Rafael Maldonado | News-Press | Enjoying the home they helped build is the DeLaCruz family: parents Claudia and Adapito, and children Fabricio, left, Monet and Esteban.
There will be no toys under the Christmas tree this year for the DeLaCruz children—Esteban, 9, Fabricio, 3 and Monet, almost 1—but the family couldn't be happier.
That's because, after almost two decades working the fields of the Santa Ynez Valley and living on its ranches, they finally have a place to call their own.
Late last year, Claudia and Adapito DeLaCruz were admitted into a program run by People's Self Help Housing, which will benefit from the News-Press Holiday Fund this year. It bands together low-income families (in this case 11) to build their own homes.
After a year of hard labor every weekend—pouring foundations, framing houses, hammering roofs—the families moved into their own homes, loftily named the Bridle Path Estates, in Los Alamos last month.
The "sweat equity" they poured into construction acted as their down payments. Now, each family pays a mortgage based on the actual cost of the land and the house, $155,000 to $210,000, depending on the size of the home.
For the DeLaCruz family, the move means stability and a future in this expensive county, but it also means this will be their best Christmas ever. They will buy furniture for the boys, rather than toys.
And there will be a tree.
"Before, the kids used to ask, 'Why can't we have a Christmas tree?' And I'd say, 'It's too small to bring one in here,' " said Ms. DeLaCruz, 31. "This year, we'll absolutely have one."
Others are not so lucky.
About 2,000 people languish on a list to get into the sweat equity program. Right now, People's Self Help has no such project in the works in the county, but is on the hunt for land.

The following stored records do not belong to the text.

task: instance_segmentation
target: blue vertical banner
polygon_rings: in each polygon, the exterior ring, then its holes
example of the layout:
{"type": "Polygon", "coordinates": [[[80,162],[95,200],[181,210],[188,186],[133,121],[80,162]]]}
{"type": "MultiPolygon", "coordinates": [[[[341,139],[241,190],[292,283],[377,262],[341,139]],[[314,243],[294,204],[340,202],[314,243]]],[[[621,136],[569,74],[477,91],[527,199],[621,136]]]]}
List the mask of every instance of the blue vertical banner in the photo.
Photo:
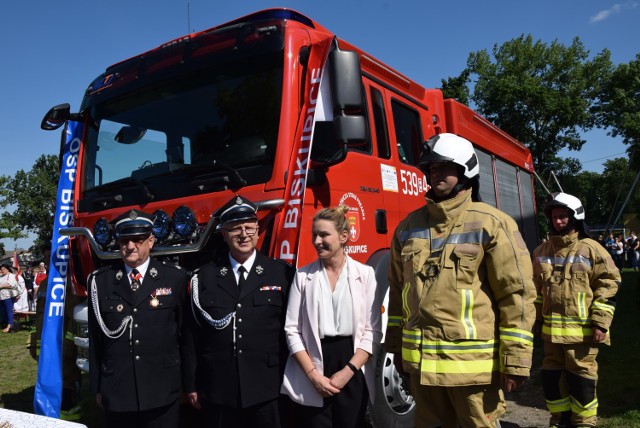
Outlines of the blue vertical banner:
{"type": "Polygon", "coordinates": [[[65,129],[66,138],[58,181],[56,214],[53,219],[51,261],[47,273],[47,298],[40,340],[38,377],[33,397],[35,413],[52,418],[60,418],[62,402],[62,339],[69,267],[69,237],[60,235],[60,229],[72,226],[73,190],[82,129],[81,123],[72,121],[67,122],[65,129]]]}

Usually the land comes from a property owner who believes in the cause and wants to sell at a discounted price, or from a developer hoping People's Self Help will take on the affordable-housing component of a larger project.
In the Bridle Path project, there are teachers' aides, a cook, farmworkers, housekeepers, a detail worker at a car dealership, a cellar-master at Zaca Mesa Winery and Mr. DeLaCruz, ranch manager at Luvland Farms, 10 acres of lavender fields owned by former gossip columnist Rona Barrett.

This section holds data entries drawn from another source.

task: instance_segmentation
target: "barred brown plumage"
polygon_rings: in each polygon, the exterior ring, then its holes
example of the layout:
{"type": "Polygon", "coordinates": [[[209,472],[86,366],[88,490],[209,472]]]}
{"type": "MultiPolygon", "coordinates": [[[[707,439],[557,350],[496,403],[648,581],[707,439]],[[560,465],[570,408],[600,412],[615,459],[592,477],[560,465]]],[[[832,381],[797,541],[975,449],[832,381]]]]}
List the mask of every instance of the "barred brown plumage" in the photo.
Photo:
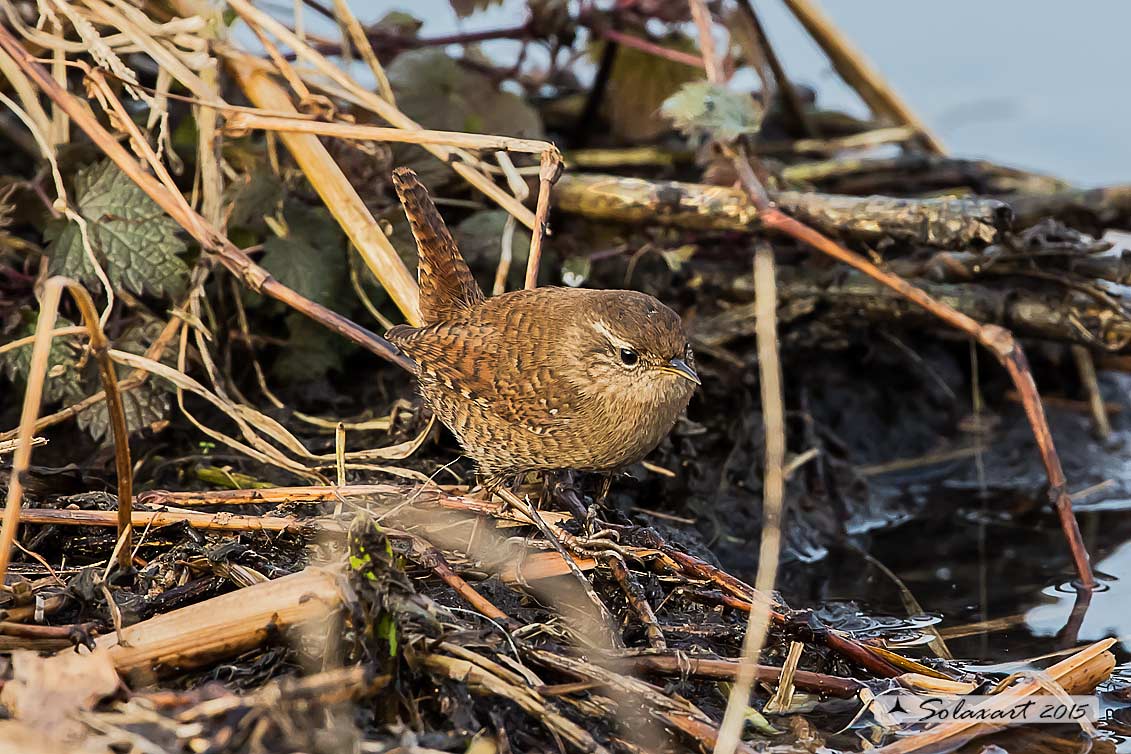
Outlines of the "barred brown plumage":
{"type": "Polygon", "coordinates": [[[636,291],[484,298],[416,174],[393,183],[420,252],[422,325],[387,337],[480,473],[616,469],[663,439],[699,384],[674,311],[636,291]]]}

"So many of these people are living in just horrible living conditions," said Jeanette Duncan, executive director of People's Self Help.
Ms. Duncan said the best feature of the sweat equity program, a concept modeled on Quaker barn-raising, is that the families walk away with incredible skills—running a Skilsaw, reading a blueprint, working cooperatively—and self-esteem.

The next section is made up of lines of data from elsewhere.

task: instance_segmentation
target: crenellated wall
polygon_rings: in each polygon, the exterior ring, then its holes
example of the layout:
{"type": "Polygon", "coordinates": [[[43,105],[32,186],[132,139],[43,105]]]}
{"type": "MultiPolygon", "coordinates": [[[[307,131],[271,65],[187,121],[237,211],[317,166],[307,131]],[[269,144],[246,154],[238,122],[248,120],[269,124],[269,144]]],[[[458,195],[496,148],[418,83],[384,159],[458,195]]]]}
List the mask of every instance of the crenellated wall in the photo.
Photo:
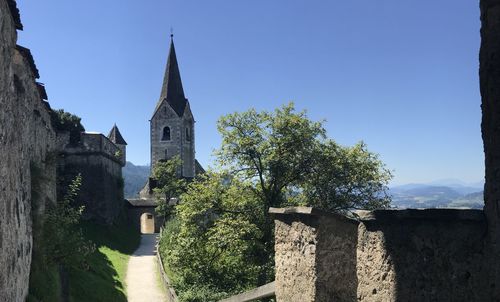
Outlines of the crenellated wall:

The adults often move up to better jobs, or go back to school, and the children want to live up to the family's higher expectations.
In about two weeks, People's Self Help is scheduled to complete its 1,000th house on the Central and South Coast since opening its own doors in 1970.
Ms. Duncan said the group is able to raise money for new projects through federal, state and local low-interest loans, as well as grants from other nonprofit funders, but those funds are never enough to meet the growing need in such an expensive area.
Throughout the holiday season, the News-Press periodically publishes the names of donors to its annual Holiday Fund, which this year benefits People's Self-Help and K-9 PALS, which cares for and finds new homes for abandoned dogs.